11. Waktu yang salah

17.5K 1.7K 23
                                    

•••

Dari semenjak kejadian waktu itu, Gus Athar selalu menghindar bila aku mendekatinya. Sangat tidak menyangka sekali ternyata dia sudah mencintaiku begitu dalam, aish! Senangnya dalam hati...

Lihat saja, di hari terakhir aku mengajaknya untuk pergi ke kebun teh milik keluarga Vito aku dengan paksaan entah sudah berapa kalinya akhirnya Gus Athar mengalah. Segala bujukan ku akhirnya tidak sia-sia karena melihat pemandangan super indah ciptaan sang pencipta.

Aku, suamiku, Vito, dan satu anak perempuan yang umurnya masih 4 tahun itu merupakan adik kandung Vito. Namanya Jihan, pipinya begitu gemoy dengan bulu mata panjang nan lentik. Aku pun meminta Vito agar Jihan untuk aku gendong.

"Jihan udah bisa ngomong 'R' ?" tanyaku mendapat gelengan lesu darinya.

"Belum. Huluf 'L'  itu susah banget, Aunty,"  cemberut nya dan benar belum bisa.

Dengan tangan ku yang jail aku mencubit pipinya hingga Jihan menatapku musuh. Kakinya menghentak-hentakkan dalam gendonganku. Di tambah lagi wajah menahan tangis bocah 4 tahun sangat khas dalam pandangan ku.

"Tulunin Jihan! Aunty kila pipi aku loti apa?!" kesalnya dengan tangan yang kecil itu ingin menggapai tubuh suamiku.

Aku berpura-pura sedih. "Tapi memang kaya roti," ledekku memeletkan lidah ketika Jihan sudah ada di gendongan sugus.

"Huwaaa, Jihan itu manusia bukan makanan!" tangis Jihan akhirnya keluar.

Uluh uluh, aku bukannya membuat anak itu berhenti menangis tapi ingin dia lebih menangis kencang dari ini. Sebagai anak terkahir di keluarga, padahal aku selalu meminta bunda agar di berikan adik. Tapi bunda menolak, berbeda dengan ALM Ayah yang semangat ingin menuruti permintaan ku.

Kata bunda yang waktu itu melihat aku dengan selalu menjahili keponakanku, lalu bunda beralasan jika aku di berikan adik pasti akan menjadi bahan permainan ku. Bunda tidak tahu saja kalo aku memiliki sifat lembut juga penuh kasih sayang di dalam diriku yang masih tersembunyi. Dan kalian harus percaya!

Ketika merasa usapan halus di kepalanya, dia langsung saja menghentikan tangisannya. Jihan menatap Gus Athar dengan senyum malu-malu seperti kucing. "Uncle, kalo Jihan udah besal, mau ngga jadi pacal aku?"

"Aku bisa masak, bisa dandan, bisa tidul, bisa makan, ngga kaya Aunty itu yang bisanya bikin olang kesel," rayu nya seraya mengolok-olok diriku.

"Boleh," tanggap Gus Athar membuat darahku mendidih.

Apa-apaan ini?! Masa aku kalah dengan anak kecil sih, bocah itu merayu suamiku begitu mudah. Beda sekali dengan diriku jika aku sudah merayu, bukan respon seperti yang Jihan dapatkan tapi hanya tatapan datar darinya.

"...Tapi kalo istri Uncle setuju," ulasnya dengan menatap ke arahku.

Oh tidak, tatapan maut itu bisa saja aku lebih terpesona dengan ketampanannya yang tiada tara.

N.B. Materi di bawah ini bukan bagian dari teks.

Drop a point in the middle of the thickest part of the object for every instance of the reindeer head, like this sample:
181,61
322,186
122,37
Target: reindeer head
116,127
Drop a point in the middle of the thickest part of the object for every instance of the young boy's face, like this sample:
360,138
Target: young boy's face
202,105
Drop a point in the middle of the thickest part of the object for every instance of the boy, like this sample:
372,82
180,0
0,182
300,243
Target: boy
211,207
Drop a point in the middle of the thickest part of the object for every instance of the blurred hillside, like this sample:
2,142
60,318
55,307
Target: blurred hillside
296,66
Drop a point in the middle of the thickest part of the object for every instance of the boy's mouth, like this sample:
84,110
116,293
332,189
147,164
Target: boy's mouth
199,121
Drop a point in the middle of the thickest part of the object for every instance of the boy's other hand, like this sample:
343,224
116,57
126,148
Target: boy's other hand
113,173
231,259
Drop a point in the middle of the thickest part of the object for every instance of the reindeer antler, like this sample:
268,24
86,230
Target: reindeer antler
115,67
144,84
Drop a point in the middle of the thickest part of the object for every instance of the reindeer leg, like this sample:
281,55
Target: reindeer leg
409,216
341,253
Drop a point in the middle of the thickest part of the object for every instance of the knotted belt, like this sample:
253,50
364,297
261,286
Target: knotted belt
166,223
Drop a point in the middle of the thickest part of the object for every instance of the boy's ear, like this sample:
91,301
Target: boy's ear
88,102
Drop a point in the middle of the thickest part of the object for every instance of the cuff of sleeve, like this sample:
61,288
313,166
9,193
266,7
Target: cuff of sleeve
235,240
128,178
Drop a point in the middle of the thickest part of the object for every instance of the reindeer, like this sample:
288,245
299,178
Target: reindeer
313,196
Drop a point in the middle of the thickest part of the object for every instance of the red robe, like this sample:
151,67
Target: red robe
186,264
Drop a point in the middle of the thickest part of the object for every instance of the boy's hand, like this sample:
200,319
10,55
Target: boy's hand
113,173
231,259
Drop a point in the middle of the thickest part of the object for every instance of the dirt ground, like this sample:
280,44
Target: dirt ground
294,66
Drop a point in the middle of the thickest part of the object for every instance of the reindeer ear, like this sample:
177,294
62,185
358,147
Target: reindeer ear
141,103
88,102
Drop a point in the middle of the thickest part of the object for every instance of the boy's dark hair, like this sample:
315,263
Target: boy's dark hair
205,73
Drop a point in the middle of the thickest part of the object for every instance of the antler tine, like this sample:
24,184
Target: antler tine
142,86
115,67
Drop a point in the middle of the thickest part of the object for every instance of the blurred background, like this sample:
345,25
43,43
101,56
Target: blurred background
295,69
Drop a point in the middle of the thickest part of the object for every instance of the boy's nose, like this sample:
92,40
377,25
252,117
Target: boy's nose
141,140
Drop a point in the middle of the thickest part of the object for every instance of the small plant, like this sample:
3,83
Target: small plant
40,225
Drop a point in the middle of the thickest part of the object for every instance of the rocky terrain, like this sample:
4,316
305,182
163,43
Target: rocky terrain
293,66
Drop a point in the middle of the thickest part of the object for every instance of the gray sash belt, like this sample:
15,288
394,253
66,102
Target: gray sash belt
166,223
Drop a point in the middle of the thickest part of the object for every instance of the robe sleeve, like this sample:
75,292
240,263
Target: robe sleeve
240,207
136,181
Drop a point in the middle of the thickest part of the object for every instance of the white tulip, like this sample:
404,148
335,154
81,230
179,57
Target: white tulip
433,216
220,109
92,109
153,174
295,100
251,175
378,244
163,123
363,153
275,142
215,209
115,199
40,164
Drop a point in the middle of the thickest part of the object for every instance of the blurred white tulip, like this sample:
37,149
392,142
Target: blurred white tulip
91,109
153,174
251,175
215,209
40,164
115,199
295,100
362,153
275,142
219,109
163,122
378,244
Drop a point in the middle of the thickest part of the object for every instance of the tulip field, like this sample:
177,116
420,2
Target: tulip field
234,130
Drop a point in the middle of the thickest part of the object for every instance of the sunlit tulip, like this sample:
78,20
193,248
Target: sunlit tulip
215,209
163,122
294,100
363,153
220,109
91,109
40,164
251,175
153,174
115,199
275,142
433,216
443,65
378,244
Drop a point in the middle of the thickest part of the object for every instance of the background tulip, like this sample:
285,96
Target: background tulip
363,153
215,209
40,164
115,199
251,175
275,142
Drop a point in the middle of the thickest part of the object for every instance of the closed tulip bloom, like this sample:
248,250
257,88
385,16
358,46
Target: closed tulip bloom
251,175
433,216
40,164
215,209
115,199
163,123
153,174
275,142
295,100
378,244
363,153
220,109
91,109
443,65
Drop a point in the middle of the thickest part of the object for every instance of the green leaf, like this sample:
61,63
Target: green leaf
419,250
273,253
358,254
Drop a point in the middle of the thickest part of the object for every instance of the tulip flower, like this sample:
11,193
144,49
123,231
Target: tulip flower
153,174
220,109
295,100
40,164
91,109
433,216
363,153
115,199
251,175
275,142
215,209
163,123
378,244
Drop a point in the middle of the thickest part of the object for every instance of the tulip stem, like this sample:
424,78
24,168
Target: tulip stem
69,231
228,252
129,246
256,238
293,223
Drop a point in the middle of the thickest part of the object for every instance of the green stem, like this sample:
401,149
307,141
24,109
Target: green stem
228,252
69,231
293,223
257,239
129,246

Bocah itu menatap curiga ke arahku. "Emang siapa istli Uncle? Jihan kalah stalt nih dali dia!" sungutnya tak terima.

"Anak kecil nggak boleh kepo," timpal ku meledek.

"Adik kamu aktif banget ya, Vito," alihku pada lelaki yang hanya melihat semua perdebatan dengan tangannya membawa kamera.

Vito berdehem tidak enak. "Emang udah dari sananya, keturunan Ibu saya lebih banyak nurun ke Jihan."

"Ih udah ah! Ngomong apa si kalian beldua, di sini panas tau. Ayo Uncle, kita cali es kelapa muda aja," ajak Jihan menunjukkan tangannya ke arah pintu keluar dari perkebunan teh.